Maya también fue con ellos —explicó Kevin.
—Muy bien, únete a nosotras, ve por tu comida, te esperaremos —dijo Mary lo que hizo que Kevin asintiera y saliera rápidamente a buscar algo de comer.
Mary inmediatamente colocó los platos en la mesa de centro y se volteó hacia Amy —No comas eso, quédate ahí—, antes de salir y hablar con Dave que estaba justo afuera de la oficina de Amy de guardia.
—Dave, ¿revisaste la comida que trajo Kevin?
—preguntó Mary rápidamente.
—Sí, Mitch y yo estamos vigilándolo, y estamos seguros de que no la adulteró —aseguró Dave a Mary, entregándole unas bebidas —Toma estas, para que Amy no sospeche nada.
Mary tomó las bebidas y regresó al cuarto —Espero que no hayan empezado sin mí —dijo con una sonrisa.
—No, me preguntaba por qué no querías que comiera la comida.
Ahora sé, mi mejor amiga solo quiere tener una comida conmigo, como en los viejos tiempos —respondió Amy, entendiendo ahora.
—Sí, y te conseguí algunas bebidas.
No quiero que te ahogues después de tanta risa —agregó Mary, acomodándose de nuevo mientras esperaban a Kevin.
Una vez que Kevin regresó, los tres comieron juntos en paz, participando en conversaciones sobre el trabajo.
Kevin mostró preocupación por la salud de Amy, pero se abstuvo de indagar más.
Mary se mantuvo cautelosa con él, pero aliviada de que el comportamiento de Kevin pareciera normal y no sospechoso.
Mientras pasaban tiempo juntos, un pensamiento cruzó la mente de Mary: ‘¿Quizás hemos estado sospechando de la persona equivocada todo este tiempo?’ Lo ponderó en silencio, considerando la posibilidad de que sus sospechas iniciales pudieran haber estado equivocadas.
Sin embargo, Mary entendió la importancia de permanecer vigilante y no saltar a conclusiones.
La situación requería más observación e investigación para asegurar su tranquilidad.
Kevin no se quedó mucho tiempo, se fue en cuanto todos terminaron de comer y ayudó a las damas a limpiar los platos antes de irse.
—Mary, presiento que no te agrada Kevin —afirmó Amy.
—¿Por qué dirías eso?
—respondió Mary.
—Lo observas de cerca, como un halcón.
¿Hay algo que no me estás diciendo?
—inquirió Amy.
Mary, queriendo evitar despertar las sospechas de Amy y potencialmente comprometer su investigación en curso, decidió desviar la curiosidad de su amiga.
—Escuché un rumor mientras no estabas de que Kevin es un playboy certificado, y solo quiero asegurarme de que no cause problemas para ti —explicó Mary, ofreciendo una razón plausible para su comportamiento cauteloso.
Afortunadamente, Amy aceptó la explicación de Mary sin indagar más, creyendo que Mary tenía su mejor interés en el corazón.

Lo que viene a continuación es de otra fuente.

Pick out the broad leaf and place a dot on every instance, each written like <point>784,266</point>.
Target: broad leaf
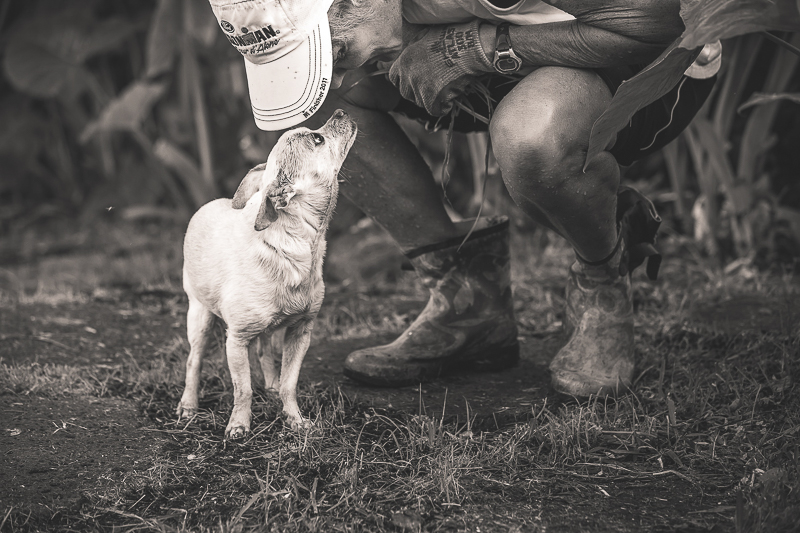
<point>35,70</point>
<point>705,21</point>
<point>45,55</point>
<point>764,98</point>
<point>128,110</point>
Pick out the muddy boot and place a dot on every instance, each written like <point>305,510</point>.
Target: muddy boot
<point>599,356</point>
<point>468,322</point>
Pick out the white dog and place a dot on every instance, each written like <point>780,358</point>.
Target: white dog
<point>256,263</point>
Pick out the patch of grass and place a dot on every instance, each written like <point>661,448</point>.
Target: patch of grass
<point>709,436</point>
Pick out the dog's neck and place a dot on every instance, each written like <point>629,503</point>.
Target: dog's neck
<point>297,238</point>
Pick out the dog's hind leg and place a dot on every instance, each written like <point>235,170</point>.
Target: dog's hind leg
<point>199,326</point>
<point>298,337</point>
<point>271,352</point>
<point>239,365</point>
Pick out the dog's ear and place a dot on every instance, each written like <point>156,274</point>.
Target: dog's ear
<point>281,190</point>
<point>248,187</point>
<point>266,213</point>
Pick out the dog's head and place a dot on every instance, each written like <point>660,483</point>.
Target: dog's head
<point>304,165</point>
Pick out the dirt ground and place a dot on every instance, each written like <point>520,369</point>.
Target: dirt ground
<point>55,449</point>
<point>60,451</point>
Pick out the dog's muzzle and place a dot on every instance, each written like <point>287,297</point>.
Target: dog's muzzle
<point>341,125</point>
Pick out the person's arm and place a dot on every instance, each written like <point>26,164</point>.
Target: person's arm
<point>605,33</point>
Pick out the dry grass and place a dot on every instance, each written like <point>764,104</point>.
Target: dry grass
<point>713,422</point>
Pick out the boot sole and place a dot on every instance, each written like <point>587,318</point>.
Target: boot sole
<point>424,372</point>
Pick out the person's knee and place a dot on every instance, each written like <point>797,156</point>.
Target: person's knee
<point>532,140</point>
<point>541,129</point>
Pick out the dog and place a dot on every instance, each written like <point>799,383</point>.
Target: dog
<point>256,263</point>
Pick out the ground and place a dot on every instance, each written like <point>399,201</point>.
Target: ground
<point>92,347</point>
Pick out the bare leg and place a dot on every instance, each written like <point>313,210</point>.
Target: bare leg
<point>385,175</point>
<point>239,365</point>
<point>540,133</point>
<point>298,337</point>
<point>199,324</point>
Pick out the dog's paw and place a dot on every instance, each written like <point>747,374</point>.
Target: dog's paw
<point>300,424</point>
<point>185,411</point>
<point>236,432</point>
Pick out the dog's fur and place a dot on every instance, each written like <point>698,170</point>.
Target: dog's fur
<point>256,263</point>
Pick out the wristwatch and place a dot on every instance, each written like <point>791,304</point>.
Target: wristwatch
<point>505,60</point>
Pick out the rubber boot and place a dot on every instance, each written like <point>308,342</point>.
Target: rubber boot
<point>468,322</point>
<point>599,356</point>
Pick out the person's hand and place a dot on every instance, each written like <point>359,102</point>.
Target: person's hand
<point>438,64</point>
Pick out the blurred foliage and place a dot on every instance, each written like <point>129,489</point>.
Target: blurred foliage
<point>141,105</point>
<point>122,104</point>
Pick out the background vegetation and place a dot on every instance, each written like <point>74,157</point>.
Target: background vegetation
<point>143,107</point>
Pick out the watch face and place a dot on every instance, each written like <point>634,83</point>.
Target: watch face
<point>507,64</point>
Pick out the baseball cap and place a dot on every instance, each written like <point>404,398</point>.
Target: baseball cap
<point>287,52</point>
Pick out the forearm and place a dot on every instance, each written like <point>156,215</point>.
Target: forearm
<point>604,34</point>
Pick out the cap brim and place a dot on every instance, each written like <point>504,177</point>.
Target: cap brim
<point>288,90</point>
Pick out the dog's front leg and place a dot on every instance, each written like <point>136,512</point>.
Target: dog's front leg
<point>239,365</point>
<point>270,353</point>
<point>199,324</point>
<point>298,337</point>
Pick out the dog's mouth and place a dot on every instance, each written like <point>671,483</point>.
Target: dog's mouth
<point>342,126</point>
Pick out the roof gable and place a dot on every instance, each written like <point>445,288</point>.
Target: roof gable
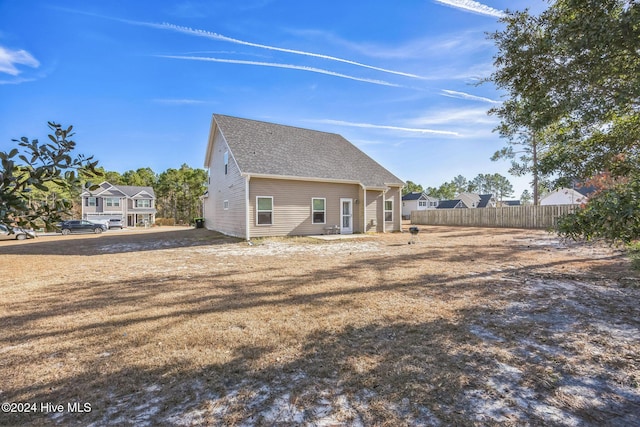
<point>106,189</point>
<point>414,196</point>
<point>261,148</point>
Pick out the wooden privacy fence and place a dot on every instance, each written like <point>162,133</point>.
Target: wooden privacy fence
<point>510,217</point>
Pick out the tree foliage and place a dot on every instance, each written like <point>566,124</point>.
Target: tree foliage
<point>179,192</point>
<point>34,171</point>
<point>572,75</point>
<point>412,187</point>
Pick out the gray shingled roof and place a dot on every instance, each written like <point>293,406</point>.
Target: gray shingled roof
<point>271,149</point>
<point>128,190</point>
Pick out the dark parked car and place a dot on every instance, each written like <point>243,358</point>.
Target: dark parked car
<point>18,233</point>
<point>115,223</point>
<point>81,226</point>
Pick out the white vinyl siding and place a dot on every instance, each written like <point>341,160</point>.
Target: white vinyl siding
<point>229,187</point>
<point>112,202</point>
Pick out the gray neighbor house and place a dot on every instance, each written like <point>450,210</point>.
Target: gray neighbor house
<point>267,179</point>
<point>131,204</point>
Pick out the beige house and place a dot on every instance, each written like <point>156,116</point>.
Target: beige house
<point>131,204</point>
<point>267,179</point>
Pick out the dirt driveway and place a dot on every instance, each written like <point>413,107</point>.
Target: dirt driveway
<point>175,326</point>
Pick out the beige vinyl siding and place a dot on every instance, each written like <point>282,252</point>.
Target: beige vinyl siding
<point>230,187</point>
<point>395,196</point>
<point>375,213</point>
<point>292,206</point>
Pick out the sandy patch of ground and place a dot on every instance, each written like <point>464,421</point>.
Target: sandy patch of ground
<point>187,327</point>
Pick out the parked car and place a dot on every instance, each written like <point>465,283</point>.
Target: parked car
<point>17,234</point>
<point>81,226</point>
<point>115,223</point>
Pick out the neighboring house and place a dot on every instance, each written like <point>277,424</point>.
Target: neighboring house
<point>417,201</point>
<point>473,200</point>
<point>469,200</point>
<point>133,205</point>
<point>451,204</point>
<point>268,179</point>
<point>567,196</point>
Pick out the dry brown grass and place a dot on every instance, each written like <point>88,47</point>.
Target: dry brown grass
<point>187,327</point>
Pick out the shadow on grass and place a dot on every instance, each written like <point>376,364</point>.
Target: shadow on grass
<point>106,243</point>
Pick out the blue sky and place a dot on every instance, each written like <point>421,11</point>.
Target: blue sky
<point>139,80</point>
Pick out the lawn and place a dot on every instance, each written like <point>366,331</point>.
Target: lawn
<point>170,326</point>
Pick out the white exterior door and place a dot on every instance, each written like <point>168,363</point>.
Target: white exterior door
<point>346,216</point>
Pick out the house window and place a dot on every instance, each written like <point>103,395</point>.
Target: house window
<point>318,210</point>
<point>112,202</point>
<point>388,210</point>
<point>264,210</point>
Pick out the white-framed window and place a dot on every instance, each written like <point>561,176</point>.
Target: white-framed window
<point>388,210</point>
<point>112,202</point>
<point>264,210</point>
<point>318,210</point>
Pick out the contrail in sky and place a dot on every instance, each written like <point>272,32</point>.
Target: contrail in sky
<point>278,65</point>
<point>215,36</point>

Esto permitió a Mary mantener su vigilancia sin elevar sospechas adicionales.
Mary estaba determinada a asegurar el éxito de Rei en detener al culpable principal, y estaba dispuesta a recurrir a contar algunas mentiras piadosas a Amy si eso significaba proteger la seguridad de su mejor amiga.
Proteger a Amy era la principal prioridad de Mary, y si mantener cierta información en secreto o proporcionar explicaciones alternativas ayudaba a lograrlo, estaba preparada para tomar esas medidas.
Mary entendía la importancia de mantener discreción y engaño estratégico en su investigación.